The latest research strongly suggests that generic, blanket praise is not effective for children. In fact, praising them for being “smart” or “good at art” can actually inhibit performance because it makes them less willing to take risks or do things that don’t come easy. For feedback to be effective, for it to really motivate kids, it needs to be specific, and it needs to acknowledge effort. “I noticed you did these math problems without counting on your fingers—that’s a first!” “You really kicked hard across the pool this time!” (It also needs to be true. Kids are great crap detectors.)
So the question is, which category does a participation trophy fall into? Is it an empty, generic expression of praise (not helpful), or is it a tangible acknowledgement of effort (helpful)? It it’s the former, then I’m OK ditching it. God knows I don’t need any more clutter in my house. But if it’s the latter, then let’s not malign the practice. It’s simply another way of affirming commitment, which the research suggests is important feedback for the development of children. (By the way, report cards around here give grades for achievement and for effort. Useful information to have as a parent.)
Or, a third way: whatever the motivation for teams giving them out, perhaps we parents who care about these things can frame participation trophies in the latter way: as an acknowledgement of hard work, dedication, teamwork, and the decidedly mundane practice of showing up and trying your best. You know… those unsexy things that life is all about.
Call my kid entitled if you want, but Caroline is pretty proud of her swim trophy. It means something to her. When she gets home from school, she’d much rather relax and play for a while, but instead, she sits down and does her homework so she can make it to practice. Once school is out, she will get up and out of the house early each morning, something she is, shall we say, loath to do. She will stand around during those interminable meets for the chance to swim her one or two heats, and she will cheer for her teammates, including the ones who win blue ribbons every time. She will accept each participation ribbon for her heat and she will string them all together and display them on her dresser. She will do everything the coach asks her to do. She will never, ever complain.

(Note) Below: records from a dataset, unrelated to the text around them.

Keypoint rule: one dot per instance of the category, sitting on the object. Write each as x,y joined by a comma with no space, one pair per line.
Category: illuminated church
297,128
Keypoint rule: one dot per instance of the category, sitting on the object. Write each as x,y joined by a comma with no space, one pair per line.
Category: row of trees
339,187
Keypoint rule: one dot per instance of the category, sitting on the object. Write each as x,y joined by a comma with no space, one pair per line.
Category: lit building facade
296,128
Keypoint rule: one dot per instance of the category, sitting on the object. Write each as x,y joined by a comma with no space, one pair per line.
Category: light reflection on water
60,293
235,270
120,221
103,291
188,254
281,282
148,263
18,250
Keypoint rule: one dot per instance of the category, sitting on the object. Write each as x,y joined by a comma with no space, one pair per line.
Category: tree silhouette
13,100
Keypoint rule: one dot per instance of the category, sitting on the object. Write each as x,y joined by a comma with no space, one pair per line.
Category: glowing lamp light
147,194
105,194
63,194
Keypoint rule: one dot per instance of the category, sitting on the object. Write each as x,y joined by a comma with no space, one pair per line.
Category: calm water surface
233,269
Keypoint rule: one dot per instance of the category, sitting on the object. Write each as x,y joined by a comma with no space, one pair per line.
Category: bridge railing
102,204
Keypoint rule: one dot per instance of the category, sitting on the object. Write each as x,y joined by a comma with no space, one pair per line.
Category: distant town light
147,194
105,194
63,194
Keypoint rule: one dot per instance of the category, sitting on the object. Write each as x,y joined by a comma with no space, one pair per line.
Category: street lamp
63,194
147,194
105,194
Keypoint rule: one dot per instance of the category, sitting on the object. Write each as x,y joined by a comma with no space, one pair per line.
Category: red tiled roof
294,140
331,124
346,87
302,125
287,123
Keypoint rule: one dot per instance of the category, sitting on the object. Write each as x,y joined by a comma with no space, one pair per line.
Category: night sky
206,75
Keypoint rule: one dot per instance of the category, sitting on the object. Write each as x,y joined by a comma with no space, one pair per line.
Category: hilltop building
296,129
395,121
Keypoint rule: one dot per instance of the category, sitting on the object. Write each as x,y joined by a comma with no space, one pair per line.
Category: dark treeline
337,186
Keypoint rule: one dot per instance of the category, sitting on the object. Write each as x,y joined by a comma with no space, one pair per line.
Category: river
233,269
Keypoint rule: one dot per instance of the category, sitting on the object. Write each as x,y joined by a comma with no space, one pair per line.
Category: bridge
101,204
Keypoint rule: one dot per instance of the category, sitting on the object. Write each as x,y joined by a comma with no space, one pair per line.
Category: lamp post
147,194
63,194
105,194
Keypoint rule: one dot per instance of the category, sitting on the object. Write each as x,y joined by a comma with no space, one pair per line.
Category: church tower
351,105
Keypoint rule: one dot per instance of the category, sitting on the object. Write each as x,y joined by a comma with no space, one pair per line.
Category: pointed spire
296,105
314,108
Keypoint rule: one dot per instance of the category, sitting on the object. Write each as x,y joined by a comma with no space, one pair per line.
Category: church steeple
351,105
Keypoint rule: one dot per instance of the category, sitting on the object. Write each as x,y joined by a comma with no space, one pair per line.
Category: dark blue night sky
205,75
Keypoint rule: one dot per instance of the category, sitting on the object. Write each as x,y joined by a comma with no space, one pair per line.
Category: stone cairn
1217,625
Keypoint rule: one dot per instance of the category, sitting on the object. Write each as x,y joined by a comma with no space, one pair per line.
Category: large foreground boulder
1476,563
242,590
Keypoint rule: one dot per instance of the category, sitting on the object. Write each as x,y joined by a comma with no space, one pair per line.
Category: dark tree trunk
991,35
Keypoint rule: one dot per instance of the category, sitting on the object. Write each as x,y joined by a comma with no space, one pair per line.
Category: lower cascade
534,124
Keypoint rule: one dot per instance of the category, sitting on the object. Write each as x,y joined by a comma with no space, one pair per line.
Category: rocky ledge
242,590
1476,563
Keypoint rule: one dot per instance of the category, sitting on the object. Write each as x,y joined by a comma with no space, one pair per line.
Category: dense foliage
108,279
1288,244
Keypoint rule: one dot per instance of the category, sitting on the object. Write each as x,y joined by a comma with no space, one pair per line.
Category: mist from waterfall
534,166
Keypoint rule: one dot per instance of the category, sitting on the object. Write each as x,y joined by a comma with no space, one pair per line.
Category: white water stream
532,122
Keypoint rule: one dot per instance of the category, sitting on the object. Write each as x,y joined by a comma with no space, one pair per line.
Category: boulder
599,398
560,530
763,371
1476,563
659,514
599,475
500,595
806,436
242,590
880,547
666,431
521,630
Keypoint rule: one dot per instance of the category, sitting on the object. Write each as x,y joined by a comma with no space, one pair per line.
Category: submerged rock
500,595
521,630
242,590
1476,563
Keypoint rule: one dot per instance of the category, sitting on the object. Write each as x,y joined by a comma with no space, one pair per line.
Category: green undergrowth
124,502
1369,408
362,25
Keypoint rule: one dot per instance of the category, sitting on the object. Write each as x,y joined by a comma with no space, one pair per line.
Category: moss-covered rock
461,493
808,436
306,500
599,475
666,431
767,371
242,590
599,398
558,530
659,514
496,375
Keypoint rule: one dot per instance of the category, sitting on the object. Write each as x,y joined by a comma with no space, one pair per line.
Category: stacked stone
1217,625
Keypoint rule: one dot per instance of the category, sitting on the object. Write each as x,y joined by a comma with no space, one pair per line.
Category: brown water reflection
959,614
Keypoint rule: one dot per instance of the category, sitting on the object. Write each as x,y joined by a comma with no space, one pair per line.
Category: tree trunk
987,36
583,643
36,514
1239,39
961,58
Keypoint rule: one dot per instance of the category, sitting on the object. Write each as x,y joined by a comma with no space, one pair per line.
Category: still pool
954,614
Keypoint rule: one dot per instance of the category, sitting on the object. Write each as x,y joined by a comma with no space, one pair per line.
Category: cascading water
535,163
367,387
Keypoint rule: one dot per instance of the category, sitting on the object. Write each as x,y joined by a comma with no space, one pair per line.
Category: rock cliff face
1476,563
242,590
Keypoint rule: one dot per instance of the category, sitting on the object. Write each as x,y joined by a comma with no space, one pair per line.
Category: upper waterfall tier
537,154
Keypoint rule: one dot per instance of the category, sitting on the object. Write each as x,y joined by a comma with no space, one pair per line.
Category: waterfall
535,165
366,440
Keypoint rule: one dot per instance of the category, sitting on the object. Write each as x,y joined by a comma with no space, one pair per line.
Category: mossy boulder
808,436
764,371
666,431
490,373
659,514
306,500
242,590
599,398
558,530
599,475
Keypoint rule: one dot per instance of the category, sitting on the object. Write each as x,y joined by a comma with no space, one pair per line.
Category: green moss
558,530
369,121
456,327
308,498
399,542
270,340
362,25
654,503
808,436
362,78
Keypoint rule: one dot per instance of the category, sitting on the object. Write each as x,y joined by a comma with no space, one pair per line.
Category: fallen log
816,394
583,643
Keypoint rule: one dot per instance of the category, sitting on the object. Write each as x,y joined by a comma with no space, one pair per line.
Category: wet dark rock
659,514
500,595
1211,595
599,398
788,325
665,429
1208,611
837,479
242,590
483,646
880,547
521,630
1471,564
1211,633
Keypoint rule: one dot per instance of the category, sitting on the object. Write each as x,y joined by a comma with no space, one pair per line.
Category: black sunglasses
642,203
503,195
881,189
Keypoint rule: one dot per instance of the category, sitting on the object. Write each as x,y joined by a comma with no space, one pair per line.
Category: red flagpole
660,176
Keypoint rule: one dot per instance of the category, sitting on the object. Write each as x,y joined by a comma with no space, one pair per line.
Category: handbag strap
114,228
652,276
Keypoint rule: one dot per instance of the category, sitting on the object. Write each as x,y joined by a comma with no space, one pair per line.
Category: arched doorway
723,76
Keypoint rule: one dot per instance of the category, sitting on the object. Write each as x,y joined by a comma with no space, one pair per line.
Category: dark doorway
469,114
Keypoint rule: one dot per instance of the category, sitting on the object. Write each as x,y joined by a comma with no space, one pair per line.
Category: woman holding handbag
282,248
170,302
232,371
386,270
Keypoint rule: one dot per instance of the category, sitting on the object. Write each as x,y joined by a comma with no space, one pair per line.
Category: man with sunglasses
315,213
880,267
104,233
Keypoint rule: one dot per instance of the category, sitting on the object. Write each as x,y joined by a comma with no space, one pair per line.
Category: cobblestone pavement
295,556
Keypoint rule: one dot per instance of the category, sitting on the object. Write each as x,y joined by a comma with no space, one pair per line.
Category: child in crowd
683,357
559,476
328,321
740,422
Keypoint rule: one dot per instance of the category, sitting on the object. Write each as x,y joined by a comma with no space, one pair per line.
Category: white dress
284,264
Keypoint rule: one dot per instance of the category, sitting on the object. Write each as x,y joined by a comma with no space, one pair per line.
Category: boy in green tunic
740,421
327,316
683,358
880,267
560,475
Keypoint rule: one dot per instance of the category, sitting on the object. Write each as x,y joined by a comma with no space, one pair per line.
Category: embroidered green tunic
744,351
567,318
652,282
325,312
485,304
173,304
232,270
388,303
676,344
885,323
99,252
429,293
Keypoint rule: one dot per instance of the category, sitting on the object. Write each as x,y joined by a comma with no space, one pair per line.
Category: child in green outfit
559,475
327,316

She will get stronger. And a little bit faster. And while she may yet surprise me, she is unlikely ever to break into the top group of swimmers. She will never get that top trophy. But she is earning her little trophy, my friends.
I agree with my friend Jan who says that we need people around us who will help us discern our gifts and those areas in which we are not particularly gifted. “We need to see ourselves as a balance of strengths and weaknesses,” she writes. I agree. It seems like that’s part of our job as parents, isn’t it? It’s also about discernment. “Good job” doesn’t tell a kid anything. “You’ve been working on the butterfly for three solid weeks and you finally got it!” does.
So I try to describe reality as best I can. Sometimes that’s wildly affirming: Caroline is ridiculously musical. She takes it upon herself to pick out complex melodies on the piano, singing along and adding her own chords. (Her latest is “Castle on a Cloud.”) God has given her a gift in this area. And I tell her that. And when you have a gift, you work at it and play at it and seek the joy in it.
And in the case of swimming, her love for and dedication to the sport are her greatest assets. And I help her set good goals. Trying to beat the other kids is not a good goal. Trying to beat her own time, and trying to get across the pool in fewer breaths, are good goals.
And when she gets that trophy this year, it will mean something again.